Making colorectal cancer screening a priority

Mark Oberdoerster, M.D., Canton

Constant vigilance is the way Dr. Mark Oberdoerster’s office makes sure all eligible patients get a colorectal cancer screening done. Using electronic medical records and staff dedicated to checking alerts in those records, the Ann Arbor office has achieved a high compliance rate.

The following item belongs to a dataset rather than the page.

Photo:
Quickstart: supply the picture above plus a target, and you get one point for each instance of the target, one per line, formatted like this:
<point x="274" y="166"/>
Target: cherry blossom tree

“We work off the Health e-Blue lists and we task certain employees to update those and flag alerts on the electronic health records,” says the doctor. “Every time we see a patient, we check the alert on the electronic medical record and see what we need to do. If it’s close to the end of the year and some patients are behind on their preventive tests, we start contacting them by email or mailing letters. In some cases, we’ll devote an afternoon to calling patients.”

Dr. Oberdoerster regularly recommends a colonoscopy to patients 50 and over. “I have a conversation with the patient. I let them know there are other ways of screening, but a colonoscopy has the highest level of specificity, especially if the patient has a history of adenomas or a family history of colon cancer,” he says.

Some patients worry about the procedure and may delay screening. “If a patient is reluctant, I explain that the procedure is better than early detection; it’s prevention. The vast majority of cancers arise out of polyps. But, we’ll also review options if they don’t want to do the colonoscopy,” says Dr. Oberdoerster.

There can be minor challenges to getting full compliance. “Most patients are concerned about the preparation for the procedure,” says Dr. Oberdoerster. “I let them know there are several options for preps and explain that they are sedated so they won’t feel discomfort during the procedure.

“Everyone is aware that they need to get screened for colorectal cancer," he says. “It just takes a little convincing sometimes.”

The office has always focused on cancer screening and other preventive tests. But Dr. Oberdoerster says, “We’ve gotten much better at tracking with the electronic medical record. And we participate in pay for performance programs. That’s just given us incentives to do a better job.”